From 1916 to 1927 he was one of the cinema's top men, both in record of box-office success and popular vote. His star declined with the talkies, but that may have been due in part to his decision to go into the real estate business in Florida, which began booming just about that time. He made a few pictures after 1927, then "retired" in 1929, returned again in 1931, retired once more in 1932 but came back in 1934 with a picture that proved he still was a box office "draw" and a name to conjure with.

Mr. Meighan was born in Pittsburgh of comparatively well-to-do parents. His father, John, was president of the Pittsburgh Facing Mills, engaged in the manufacture of foundry facings. There, when young Tom refused to go to college, he was set to work shoveling coal. One week of this convinced the 15-year-old of the wisdom of higher education and he consented to study medicine.

Began With Stock Company

After three years of this schooling, he decided he had enough of medicine and too good a memory to waste on pharmacology. He became a $35-a-week juvenile in a Pittsburgh stock company headed by Henrietta Crosman.

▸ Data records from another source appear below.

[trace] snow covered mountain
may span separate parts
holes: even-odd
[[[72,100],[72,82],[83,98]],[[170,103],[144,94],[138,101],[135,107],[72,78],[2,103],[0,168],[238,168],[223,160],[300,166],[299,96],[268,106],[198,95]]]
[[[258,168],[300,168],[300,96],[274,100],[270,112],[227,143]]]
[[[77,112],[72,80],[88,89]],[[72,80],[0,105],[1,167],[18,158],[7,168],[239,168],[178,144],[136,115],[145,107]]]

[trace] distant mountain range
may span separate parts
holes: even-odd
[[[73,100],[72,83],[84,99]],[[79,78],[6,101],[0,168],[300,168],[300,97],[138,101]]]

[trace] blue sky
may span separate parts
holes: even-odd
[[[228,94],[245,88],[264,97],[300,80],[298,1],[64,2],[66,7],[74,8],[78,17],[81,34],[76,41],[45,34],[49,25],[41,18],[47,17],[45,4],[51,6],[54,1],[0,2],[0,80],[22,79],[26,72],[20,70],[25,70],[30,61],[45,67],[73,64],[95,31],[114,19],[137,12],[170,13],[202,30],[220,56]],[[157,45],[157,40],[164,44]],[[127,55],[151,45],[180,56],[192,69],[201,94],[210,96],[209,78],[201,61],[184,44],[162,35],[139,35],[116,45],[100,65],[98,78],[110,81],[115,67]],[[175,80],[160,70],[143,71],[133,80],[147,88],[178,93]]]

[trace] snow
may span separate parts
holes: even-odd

Followed then two seasons in stock in Pittsburgh, an appearance with William Collier Sr. in "The Dictator," an engagement in the all-star cast of "The Two Orphans" in 1904 and the leading role in "The College Widow," which had a great success on Broadway in 1907-08.

In the company was Frances Ring, who previously had figured in "Get-Rich-Quick Wallingford" and who was a sister of Blanche Ring, whose rendition of "Yip, Aye Addy, Aye Ay!" had the whole town talking. When the company embarked for a London engagement, Miss Ring was known in private life as Mrs. Thomas Meighan. The marriage safely weathered all the vicissitudes of fame and fortune, a fact which prompted one Hollywood writer to remark a few years ago that "Thomas Meighan and Rin Tin Tin were the only Hollywood stars who had never seen a divorce court."

In 1916 he abandoned the stage for the fledgling movie industry. His first picture appearance was opposite Laura Hope Crew in "The Fighting Hope." Soon after he made what was probably his greatest movie success, "The Miracle Man," the picture with which his name is always associated.

This was followed by "Male and Female," a title scarcely recognizable as Cecil B. DeMille's file version of Sir James Barrie's "Teh Admirable Crichton," but it carried Mr. Meighan to an assured position in the cinema firmament.

Appeared in Scores of Movies

From 1916 to 1926, when he was at the peak of his popularity, he appeared in scores of pictures. Among his leading ladies were Billie Burke, Pauline Frederick, Norma Talmadge, Mary Pickford and Elsie Ferguson. In the subordinate roles of many of the pictures he made in the Twenties were such now prominent players as Myrna Loy, William Powell, Lynn Fontanne and Victor Moore. His reported weekly salary during his best years was $5,000, and it is known he had one contract at $10,000 a week.

Among his pictures were "The Prince Chap," "The Easy Road," "The City of Silent Men," "A Prince There Was," "The Bachelor Daddy," "Homeward Bound," "Manslaughter," "Woman Proof," "The Man Who Found Himself," "Irish Luck," "Tin Gods," "The Argyle Case," "The Racket," "Young Sinners," "Skyline," "Madison Square Garden" and "Peck's Bad Boy." This last, with Jackie Cooper, was released in October, 1934, and marked Mr. Meighan's final screen appearance.

He never lost interest in the stage and, in 1924, was elected Shepherd of the Lambs. He was re-elected the next year, even after his introduction of a suggestion which caused a serio-comic split in the club. That was his proposal to permit film actresses to appear in the Lambs Gambol. The die-hards evoked Rule 2, which forbids the admission of women into the club, and the measure failed.

Genial and charitable, he contributed large sums alike to Catholic charities and the Federation for the Support of Jewish Philanthropic Societies.